保険は、結婚や出産・家を買うというライフスタイルの大きな変化の時に検討するものですが、今はお客様のライフスタイルも様々です。分析に時間がかかることもあり、分析結果のライブ感が乏しくなってしまいまして。また、リソースの問題もあるため相関分析のほうが運用しやすいですね。

平尾:

マーケティングのサイクルが早くなっている中、分析もスピーディに行い次の施策につなげることは重要ですね。両社ともに相関を用いてデータを分析し、大きな枠で意思決定をされていることがわかりました。

これからのマーケターに求められる視点とは

平尾:

では最後に、マーケティングの未来について伺おうと思います。デジタルマーケティングが登場して久しくなり、SNSやデジタルサイネージと新しいチャネルもますます増えていく中ですが、これからのマーケターは何が求められると思われますか?

岩田氏:

マーケターの必要条件として、「よき生活者たれ」という言葉があります。分析は日々進化しているツールに任せることができますので、その分ますます生活者としての視点が求められるのではないかなと思いますね。数字だけを見て考えるのではなく、生活者としてイメージを膨らませる。保険であれば「お客様は保険を検討するときに、こんな情報を求めるだろうな」というストーリーを生活に即したところで描けるか。いいマーケティングの未来とは、テクノロジーを使って作業を効率化し、クリエイティブな思考ができる時間を増やすことかなと思います。

小暮氏:

マーケティング担当者の役割は、お客様のことを見て知って、正しいコミュニケーションをとることです。取れる情報やデータが増え、分析ツールも多種多様に出ています。そして、お客様との接点であるチャネルもたくさんある。車の場合ですと、カーナビはタッチポイントのひとつです。

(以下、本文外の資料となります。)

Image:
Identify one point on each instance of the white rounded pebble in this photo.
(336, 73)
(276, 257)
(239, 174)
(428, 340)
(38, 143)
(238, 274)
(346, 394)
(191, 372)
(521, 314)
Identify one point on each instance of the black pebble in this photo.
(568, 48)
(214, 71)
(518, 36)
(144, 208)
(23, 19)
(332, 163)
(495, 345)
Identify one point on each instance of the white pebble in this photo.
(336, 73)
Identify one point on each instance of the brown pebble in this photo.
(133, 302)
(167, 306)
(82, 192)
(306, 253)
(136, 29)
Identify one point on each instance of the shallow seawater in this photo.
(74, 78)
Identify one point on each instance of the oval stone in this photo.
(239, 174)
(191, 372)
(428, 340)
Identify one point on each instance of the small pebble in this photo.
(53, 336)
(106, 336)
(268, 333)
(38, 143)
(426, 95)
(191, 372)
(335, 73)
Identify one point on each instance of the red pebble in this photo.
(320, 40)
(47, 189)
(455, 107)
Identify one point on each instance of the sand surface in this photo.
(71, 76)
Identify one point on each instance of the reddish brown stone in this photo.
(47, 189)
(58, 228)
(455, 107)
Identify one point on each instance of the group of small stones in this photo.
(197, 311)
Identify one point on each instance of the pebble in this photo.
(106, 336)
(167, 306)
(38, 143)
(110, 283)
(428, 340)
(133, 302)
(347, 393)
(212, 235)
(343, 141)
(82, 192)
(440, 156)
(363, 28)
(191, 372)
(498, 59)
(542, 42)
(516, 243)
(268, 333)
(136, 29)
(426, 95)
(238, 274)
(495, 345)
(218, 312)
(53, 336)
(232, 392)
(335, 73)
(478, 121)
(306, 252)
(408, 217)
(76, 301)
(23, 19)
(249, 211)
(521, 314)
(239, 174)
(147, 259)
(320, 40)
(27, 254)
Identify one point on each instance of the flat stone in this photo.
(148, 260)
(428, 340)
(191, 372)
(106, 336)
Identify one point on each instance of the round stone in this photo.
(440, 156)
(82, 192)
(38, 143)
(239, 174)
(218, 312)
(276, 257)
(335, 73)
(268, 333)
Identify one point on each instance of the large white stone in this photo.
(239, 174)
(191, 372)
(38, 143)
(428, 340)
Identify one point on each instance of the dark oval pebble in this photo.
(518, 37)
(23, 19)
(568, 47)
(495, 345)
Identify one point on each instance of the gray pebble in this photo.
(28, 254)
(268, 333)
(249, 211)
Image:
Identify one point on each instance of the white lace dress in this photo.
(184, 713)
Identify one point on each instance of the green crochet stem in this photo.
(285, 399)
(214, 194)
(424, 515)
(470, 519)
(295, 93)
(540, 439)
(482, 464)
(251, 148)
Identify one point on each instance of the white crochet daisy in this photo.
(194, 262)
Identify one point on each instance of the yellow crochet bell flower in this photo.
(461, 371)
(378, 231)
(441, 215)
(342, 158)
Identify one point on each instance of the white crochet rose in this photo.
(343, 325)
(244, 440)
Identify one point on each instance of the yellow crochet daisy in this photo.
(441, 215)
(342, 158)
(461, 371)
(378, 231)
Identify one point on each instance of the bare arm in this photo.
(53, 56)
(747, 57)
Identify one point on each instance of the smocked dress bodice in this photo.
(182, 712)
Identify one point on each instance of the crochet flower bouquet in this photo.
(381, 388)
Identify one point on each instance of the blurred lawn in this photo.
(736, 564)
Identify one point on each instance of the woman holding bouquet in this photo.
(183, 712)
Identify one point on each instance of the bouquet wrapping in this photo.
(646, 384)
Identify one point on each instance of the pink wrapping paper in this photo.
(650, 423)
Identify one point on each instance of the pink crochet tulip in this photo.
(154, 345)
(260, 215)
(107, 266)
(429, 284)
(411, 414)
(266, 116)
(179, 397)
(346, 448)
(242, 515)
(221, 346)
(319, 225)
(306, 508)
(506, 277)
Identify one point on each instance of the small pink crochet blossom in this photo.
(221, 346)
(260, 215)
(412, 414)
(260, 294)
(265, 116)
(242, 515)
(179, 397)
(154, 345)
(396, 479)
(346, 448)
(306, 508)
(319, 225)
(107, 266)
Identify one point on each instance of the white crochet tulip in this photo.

僕も意識しているのですが、まず色々と試してみるということがいいのではないでしょうか。そして、結果をフィードバックして蓄積していくこと。蓄積したデータをもとに、次の施策へつなげる。PDCAを多く早く回すことが、お客様に新しいアプローチをしていく上で大切だと思っています。

平尾:

マーケターとして、より考え・クリエイティブに手を動かすことが、良いマーケティングの未来にも繋がっているということですね。分析ツールを活用し、マーケターとしてクリエイティブな思考ができる時間を増やすこと。そして、積極的に新しいチャレンジをしてデータを集め、PDCAを繰り返す。ここにも、分析ツールは大きな役割を果たすと思います。本日は、ありがとうございました。

セッションまとめ

  1. CPAを下げるのではなく、売上を最大化させるために何をすべきかをトータルで考える。
  2. web広告の費用対効果こそ、オンラインとオフラインの施策すべてを統合して分析する必要がある。
  3. 分析ツールを活用することで、クリエイティブな思考の時間やPDCAを素早く回すというマーケターの実務に注力できる未来がある。